Editorial 2022/3
Ein Jubiläum mit Auftrag für die Zukunft
Vor 100 Jahren, am 11. Juli 1922, beseitigte das „Gesetz über die Zulassung der Frauen zu den Ämtern und Berufen in der Rechtspflege“ (Reichsgesetzblatt 1922 I, S. 573) endlich die formalen Hindernisse, gewährte Frauen Zugang zu den Staatsexamina und somit endlich auch zu den juristischen Berufen. Damit wurde ein Hauptziel unseres 1914 gegründeten Vorgängerinnenvereins, dem Deutschen Juristinnen-Verein e.V. (DJV) erreicht und das wichtige Fundament für unsere bis heute andauernde Arbeit gelegt. 2022 blicken wir mit der Kampagne „100 Jahre Frauen in juristischen Berufen“, finanziell gefördert vom Bundesministerium der Justiz (BMJ), auf unsere Vorkämpferinnen zurück, ziehen nach 100 Jahren Frauen in juristischen Berufen Bilanz und setzen uns damit auseinander, welche Fragen uns heute und in Zukunft am stärksten beschäftigen werden.

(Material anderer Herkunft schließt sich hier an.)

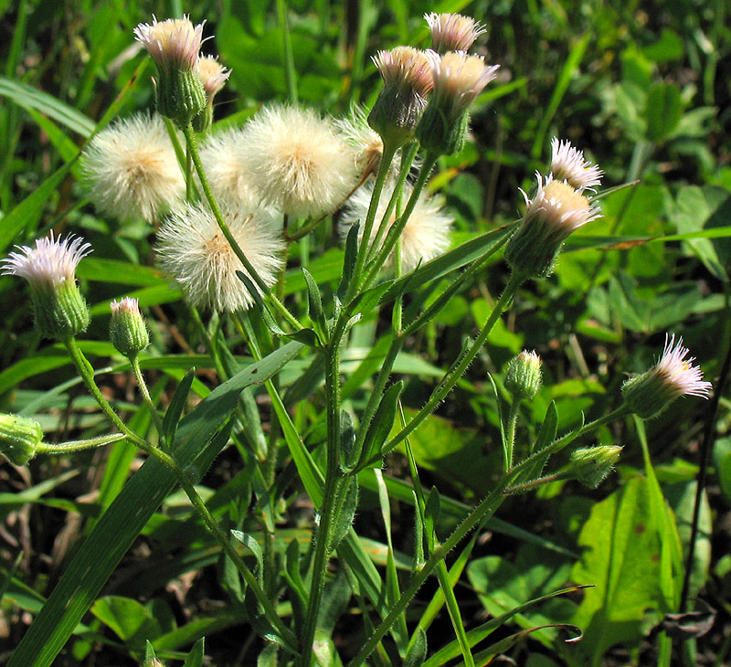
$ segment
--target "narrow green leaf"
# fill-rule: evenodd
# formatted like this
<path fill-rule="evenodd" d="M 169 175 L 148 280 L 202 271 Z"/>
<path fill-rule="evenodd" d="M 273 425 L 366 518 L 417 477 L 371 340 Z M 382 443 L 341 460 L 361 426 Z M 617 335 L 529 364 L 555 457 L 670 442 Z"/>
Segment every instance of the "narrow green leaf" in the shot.
<path fill-rule="evenodd" d="M 383 395 L 363 440 L 363 451 L 358 465 L 355 467 L 356 471 L 366 467 L 381 450 L 394 427 L 398 398 L 403 390 L 404 382 L 399 380 L 395 385 L 391 385 Z"/>
<path fill-rule="evenodd" d="M 302 275 L 304 276 L 305 282 L 307 282 L 307 295 L 310 300 L 310 318 L 313 320 L 316 327 L 319 328 L 321 334 L 327 331 L 325 323 L 325 313 L 323 310 L 323 297 L 320 295 L 320 289 L 314 279 L 304 267 L 302 268 Z"/>
<path fill-rule="evenodd" d="M 417 628 L 414 632 L 414 639 L 411 642 L 411 647 L 406 654 L 404 661 L 404 667 L 421 667 L 424 661 L 427 659 L 427 633 Z"/>
<path fill-rule="evenodd" d="M 418 269 L 403 278 L 399 278 L 381 297 L 381 303 L 393 301 L 398 294 L 406 294 L 422 285 L 436 281 L 450 271 L 469 264 L 471 261 L 491 254 L 498 247 L 503 237 L 513 232 L 515 223 L 492 229 L 476 238 L 472 238 L 449 252 L 422 264 Z"/>
<path fill-rule="evenodd" d="M 205 656 L 204 651 L 204 643 L 206 639 L 201 637 L 194 645 L 193 648 L 190 650 L 188 653 L 188 657 L 185 658 L 185 662 L 183 664 L 183 667 L 203 667 L 203 658 Z"/>
<path fill-rule="evenodd" d="M 167 407 L 165 416 L 163 418 L 163 436 L 165 439 L 165 442 L 175 442 L 177 424 L 180 421 L 183 409 L 187 404 L 190 386 L 193 384 L 193 378 L 195 376 L 196 368 L 193 367 L 185 374 L 185 376 L 175 387 L 175 393 L 173 395 L 170 405 Z"/>
<path fill-rule="evenodd" d="M 556 111 L 558 111 L 561 101 L 564 99 L 564 95 L 566 95 L 566 91 L 568 90 L 568 84 L 571 82 L 574 72 L 578 68 L 581 59 L 584 58 L 584 53 L 587 50 L 589 40 L 591 39 L 591 31 L 588 31 L 584 34 L 581 39 L 579 39 L 571 48 L 568 58 L 566 59 L 564 66 L 561 68 L 561 71 L 559 72 L 558 79 L 556 82 L 556 87 L 554 88 L 553 94 L 551 95 L 551 100 L 548 102 L 548 106 L 544 110 L 543 116 L 541 117 L 541 124 L 538 126 L 538 130 L 535 132 L 535 137 L 533 142 L 531 155 L 533 155 L 535 158 L 540 157 L 541 155 L 541 149 L 546 138 L 546 132 L 548 132 L 548 128 L 551 125 L 551 121 L 553 121 L 554 115 L 556 114 Z"/>
<path fill-rule="evenodd" d="M 344 482 L 344 489 L 341 492 L 344 493 L 343 508 L 340 514 L 335 518 L 333 526 L 333 543 L 330 545 L 331 551 L 334 551 L 343 542 L 345 535 L 353 527 L 353 518 L 358 509 L 358 478 L 349 477 Z"/>
<path fill-rule="evenodd" d="M 427 498 L 427 506 L 424 511 L 424 527 L 427 530 L 427 537 L 435 535 L 437 521 L 440 518 L 441 499 L 440 492 L 436 486 L 431 487 Z"/>
<path fill-rule="evenodd" d="M 46 202 L 56 192 L 73 164 L 74 161 L 68 162 L 60 166 L 0 220 L 0 253 L 4 253 L 16 241 L 22 230 L 35 232 Z"/>
<path fill-rule="evenodd" d="M 238 540 L 257 559 L 257 567 L 260 574 L 264 570 L 264 554 L 261 546 L 250 535 L 242 533 L 240 530 L 232 530 L 231 535 Z"/>
<path fill-rule="evenodd" d="M 26 83 L 0 77 L 0 95 L 24 109 L 42 111 L 85 139 L 94 132 L 95 123 L 88 116 Z"/>
<path fill-rule="evenodd" d="M 207 469 L 226 445 L 228 432 L 213 436 L 233 411 L 241 390 L 271 377 L 301 350 L 298 343 L 287 344 L 217 386 L 191 410 L 181 421 L 175 440 L 175 456 L 181 467 L 195 463 Z M 175 483 L 164 464 L 154 459 L 144 462 L 77 551 L 8 667 L 49 667 Z"/>
<path fill-rule="evenodd" d="M 337 288 L 337 297 L 342 302 L 345 298 L 350 281 L 353 280 L 353 271 L 355 270 L 355 258 L 358 254 L 358 229 L 360 225 L 354 225 L 348 231 L 345 238 L 345 259 L 343 262 L 343 277 Z"/>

Am 11. Juli 2022, dem Jahrestag des Gesetzes, haben wir dies im Rahmen der Festveranstaltung im BMJ getan. Der Fokus dieser Ausgabe bildet diesen Festakt ab. In ihrer Begrüßung (Seite 106) legt Staatssekretärin Dr. Angelika Schlunck einen Fokus auf die Gleichberechtigung in den juristischen Berufen und darüber hinaus als Errungenschaft und Pfeiler unseres Rechtsstaats. In meiner Begrüßung (Seite 107) blicke ich auf die ersten Juristinnen und das ehrwürdige Jubiläum zurück, um daraus unseren Auftrag für die Gegenwart und Zukunft abzuleiten.
Professorin Dr. Marion Röwekamp, die die Kampagne als Rechtshistorikerin wissenschaftlich begleitet und berät, zeigt in ihrem Statement zu „100 Jahre Frauen in juristischen Berufen“ (Seite 109) auf, wie wichtig der Kampf der ersten Juristinnen war und wie groß und nachhaltig ihr Erfolg war.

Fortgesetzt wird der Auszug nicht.